Despite the multitude of benefits of catalysis in industry, the processes are often energy-intensive and produce more types of compounds than needed. Many molecules, including organic substances in living organisms, such as DNA and enzymes, have two structural forms, which are mirror images of each other. They have the same molecular formulae but different characteristics – in pharmaceuticals one of the forms may be beneficial and the other may be toxic. Beginning in the 1960s, the rapid synthesis of just one of the molecular forms established the new field of asymmetric catalysis, a selective tool for catalysis without producing excessive and often hazardous by-products. William Knowles, Ryoji Noyori and Barry Sharpless were awarded the Nobel Prize in Chemistry in 2001 for developing reactions in asymmetric catalysis, giving a new meaning to green chemistry.

In 1999, Benjamin List successfully used the amino acid proline in a rationally designed catalytic reaction. This has opened the door to applying organocatalysts predictably in various transformations. In organocatalysis, the catalysis takes place using small organic molecules instead of metals. The process is simpler, cheaper and much more accessible, not to mention less harmful to the environment. Shortly after List published his research on proline in 2000, David MacMillan published the results of a similar reaction and first used the phrase organocatalysis. The field grew exponentially in the next two decades. List himself published 17 papers in prominent journals in less than 2 years after his first discovery and remains an expert in the field that he brought into existence. Organocatalysis became a game-changer in the synthesis of organic compounds, fine chemicals and natural products, not to mention pharmaceuticals.
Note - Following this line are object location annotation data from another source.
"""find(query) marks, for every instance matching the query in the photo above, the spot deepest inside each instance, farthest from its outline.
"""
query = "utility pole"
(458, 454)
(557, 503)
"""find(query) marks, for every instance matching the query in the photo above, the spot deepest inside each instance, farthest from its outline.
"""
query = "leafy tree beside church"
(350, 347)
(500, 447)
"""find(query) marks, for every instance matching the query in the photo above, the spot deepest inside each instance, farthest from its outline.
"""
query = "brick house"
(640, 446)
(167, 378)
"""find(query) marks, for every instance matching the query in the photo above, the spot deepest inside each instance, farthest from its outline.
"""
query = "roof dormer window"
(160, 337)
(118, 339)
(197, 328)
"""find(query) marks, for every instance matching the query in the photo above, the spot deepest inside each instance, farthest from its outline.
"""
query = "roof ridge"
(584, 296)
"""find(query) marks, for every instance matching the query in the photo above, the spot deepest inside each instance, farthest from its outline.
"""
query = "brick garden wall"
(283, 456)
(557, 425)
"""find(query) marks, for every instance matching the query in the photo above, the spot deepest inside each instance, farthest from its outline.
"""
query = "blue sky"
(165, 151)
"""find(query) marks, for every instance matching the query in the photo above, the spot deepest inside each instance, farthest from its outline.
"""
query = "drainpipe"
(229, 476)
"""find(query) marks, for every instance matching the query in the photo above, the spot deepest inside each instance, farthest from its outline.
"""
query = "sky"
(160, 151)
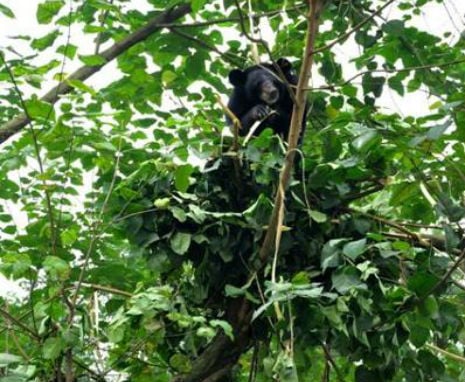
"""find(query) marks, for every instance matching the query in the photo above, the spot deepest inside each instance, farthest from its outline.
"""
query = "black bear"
(260, 95)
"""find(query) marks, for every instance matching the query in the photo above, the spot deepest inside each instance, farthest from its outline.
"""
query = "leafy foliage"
(135, 227)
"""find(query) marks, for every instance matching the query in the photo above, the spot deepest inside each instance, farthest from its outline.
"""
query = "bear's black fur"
(259, 91)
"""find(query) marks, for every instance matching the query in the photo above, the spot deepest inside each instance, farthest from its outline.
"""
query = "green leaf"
(46, 41)
(93, 60)
(40, 110)
(227, 328)
(421, 283)
(418, 335)
(180, 242)
(232, 291)
(48, 10)
(52, 347)
(56, 267)
(180, 363)
(318, 216)
(179, 214)
(181, 177)
(81, 86)
(366, 141)
(69, 236)
(197, 5)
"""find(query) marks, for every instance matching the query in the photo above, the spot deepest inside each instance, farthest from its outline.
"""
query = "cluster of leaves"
(142, 228)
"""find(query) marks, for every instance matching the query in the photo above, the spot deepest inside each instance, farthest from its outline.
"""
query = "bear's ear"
(237, 77)
(284, 64)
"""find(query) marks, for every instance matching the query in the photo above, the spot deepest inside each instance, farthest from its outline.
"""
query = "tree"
(155, 247)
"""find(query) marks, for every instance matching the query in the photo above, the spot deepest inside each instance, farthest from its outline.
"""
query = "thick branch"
(109, 54)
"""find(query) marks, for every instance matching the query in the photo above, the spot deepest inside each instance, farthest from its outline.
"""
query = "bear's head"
(261, 83)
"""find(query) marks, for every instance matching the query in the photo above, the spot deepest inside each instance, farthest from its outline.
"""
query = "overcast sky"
(437, 18)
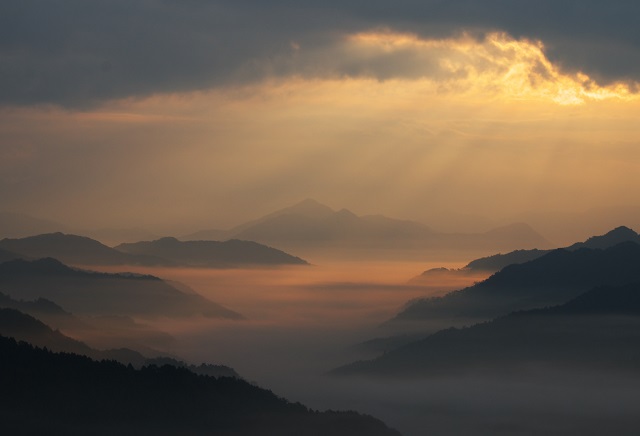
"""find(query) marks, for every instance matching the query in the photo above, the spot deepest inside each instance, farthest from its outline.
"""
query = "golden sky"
(385, 122)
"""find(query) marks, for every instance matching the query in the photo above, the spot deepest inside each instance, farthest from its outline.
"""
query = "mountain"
(115, 236)
(25, 327)
(48, 393)
(496, 262)
(548, 280)
(19, 225)
(9, 255)
(598, 330)
(86, 292)
(211, 253)
(499, 261)
(309, 226)
(76, 250)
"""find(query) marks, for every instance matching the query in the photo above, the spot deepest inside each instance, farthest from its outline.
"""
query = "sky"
(175, 116)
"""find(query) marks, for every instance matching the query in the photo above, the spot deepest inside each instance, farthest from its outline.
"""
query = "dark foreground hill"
(212, 253)
(551, 279)
(598, 330)
(87, 292)
(46, 393)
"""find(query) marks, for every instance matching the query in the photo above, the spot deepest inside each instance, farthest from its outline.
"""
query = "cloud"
(76, 53)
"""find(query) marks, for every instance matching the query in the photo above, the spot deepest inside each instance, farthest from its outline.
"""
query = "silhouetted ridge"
(613, 237)
(599, 329)
(76, 250)
(47, 393)
(498, 261)
(551, 279)
(212, 253)
(94, 293)
(621, 300)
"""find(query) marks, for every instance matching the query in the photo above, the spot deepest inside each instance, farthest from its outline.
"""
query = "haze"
(461, 131)
(129, 120)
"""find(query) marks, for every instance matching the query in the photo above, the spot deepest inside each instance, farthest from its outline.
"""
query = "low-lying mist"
(301, 322)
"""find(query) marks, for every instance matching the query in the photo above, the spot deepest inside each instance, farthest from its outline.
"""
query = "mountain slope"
(551, 279)
(47, 393)
(19, 225)
(9, 255)
(86, 292)
(24, 327)
(309, 226)
(212, 253)
(76, 250)
(497, 262)
(599, 329)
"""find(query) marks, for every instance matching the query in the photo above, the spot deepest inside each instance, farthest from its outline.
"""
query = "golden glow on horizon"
(489, 128)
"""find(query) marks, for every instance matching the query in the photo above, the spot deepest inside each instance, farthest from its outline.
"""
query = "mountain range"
(92, 293)
(597, 330)
(552, 279)
(231, 253)
(24, 327)
(81, 250)
(496, 262)
(311, 225)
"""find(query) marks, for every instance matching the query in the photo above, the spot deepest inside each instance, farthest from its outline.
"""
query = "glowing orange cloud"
(498, 64)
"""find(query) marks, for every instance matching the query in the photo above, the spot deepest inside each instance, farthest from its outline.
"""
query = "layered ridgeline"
(93, 293)
(47, 393)
(311, 225)
(80, 250)
(24, 327)
(103, 331)
(229, 253)
(551, 279)
(75, 250)
(496, 262)
(598, 330)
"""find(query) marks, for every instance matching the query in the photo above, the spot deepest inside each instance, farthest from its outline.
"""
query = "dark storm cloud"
(79, 52)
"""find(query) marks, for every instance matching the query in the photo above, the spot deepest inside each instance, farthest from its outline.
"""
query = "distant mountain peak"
(308, 207)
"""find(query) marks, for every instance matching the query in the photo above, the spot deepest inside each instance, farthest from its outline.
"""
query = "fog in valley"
(304, 321)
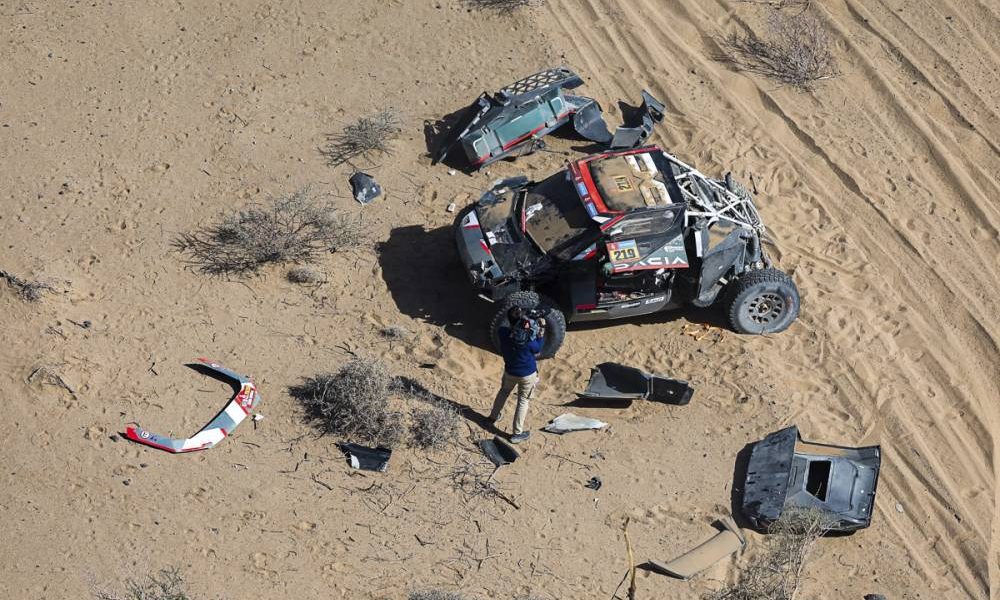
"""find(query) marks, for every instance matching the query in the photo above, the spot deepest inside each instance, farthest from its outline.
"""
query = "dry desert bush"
(167, 584)
(775, 571)
(295, 228)
(365, 138)
(354, 402)
(434, 425)
(796, 49)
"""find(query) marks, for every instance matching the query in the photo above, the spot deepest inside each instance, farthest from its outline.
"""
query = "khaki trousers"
(525, 388)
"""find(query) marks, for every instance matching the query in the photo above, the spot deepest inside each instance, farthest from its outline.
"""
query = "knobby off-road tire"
(762, 301)
(555, 321)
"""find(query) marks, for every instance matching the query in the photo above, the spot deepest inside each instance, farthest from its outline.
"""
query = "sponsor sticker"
(623, 252)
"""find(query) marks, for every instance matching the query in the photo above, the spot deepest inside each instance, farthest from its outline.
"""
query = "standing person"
(520, 341)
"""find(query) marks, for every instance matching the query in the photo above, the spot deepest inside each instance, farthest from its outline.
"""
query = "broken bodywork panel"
(519, 115)
(728, 540)
(785, 472)
(612, 381)
(241, 405)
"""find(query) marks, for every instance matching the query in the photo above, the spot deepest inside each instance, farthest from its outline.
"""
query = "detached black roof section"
(785, 472)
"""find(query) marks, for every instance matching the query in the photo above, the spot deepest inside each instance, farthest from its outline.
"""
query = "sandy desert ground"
(124, 124)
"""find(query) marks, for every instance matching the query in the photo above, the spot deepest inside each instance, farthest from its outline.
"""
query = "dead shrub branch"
(796, 50)
(297, 228)
(775, 572)
(503, 6)
(354, 402)
(167, 584)
(29, 291)
(365, 138)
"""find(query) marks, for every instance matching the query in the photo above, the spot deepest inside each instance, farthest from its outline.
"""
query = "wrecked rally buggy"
(622, 234)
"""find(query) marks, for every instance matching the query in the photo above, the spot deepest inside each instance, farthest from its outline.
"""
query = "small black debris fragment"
(364, 187)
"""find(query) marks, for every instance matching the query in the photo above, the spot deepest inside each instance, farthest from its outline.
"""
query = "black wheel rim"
(766, 308)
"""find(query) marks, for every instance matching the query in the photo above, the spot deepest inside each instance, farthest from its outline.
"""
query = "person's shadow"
(426, 280)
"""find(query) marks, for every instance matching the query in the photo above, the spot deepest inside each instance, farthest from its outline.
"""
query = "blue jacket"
(519, 361)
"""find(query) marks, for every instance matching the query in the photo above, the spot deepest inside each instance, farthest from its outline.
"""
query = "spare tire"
(762, 301)
(555, 320)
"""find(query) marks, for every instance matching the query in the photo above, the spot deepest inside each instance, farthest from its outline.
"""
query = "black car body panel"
(784, 472)
(516, 117)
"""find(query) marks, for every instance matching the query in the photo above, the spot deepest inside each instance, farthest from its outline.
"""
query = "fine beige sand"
(123, 124)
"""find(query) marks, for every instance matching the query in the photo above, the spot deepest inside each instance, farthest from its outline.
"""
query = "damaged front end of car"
(496, 254)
Benjamin List was born in Frankfurt, Germany in 1968, into a family with scientific roots; his great-great-grandfather Jacob Volhard was a famous chemist, his great-grandfather Franz Volhard was a nephrologist, and his aunt Christiane Nüsslein-Volhard a developmental biologist and herself a Nobel Laureate in Physiology or Medicine in 1995. List attended the Free University in Berlin, where he obtained a Master’s degree (Diplom) in chemistry. He went on to study for his PhD degree under Professor Johann Mulzer at the University of Frankfurt, working on the synthesis of vitamin B12. After graduating in 1997, List spent four years, first as a research fellow, then as an assistant professor at the Scripps Research Institute in La Jolla, California, where he carried out his fundamental experiments in organocatalysis. He then returned to Germany, where he became a group leader at the Max-Planck-Institut für Kohlenforschung, and one of its directors in 2005. List is married to Dr Sabine List, and they have two sons.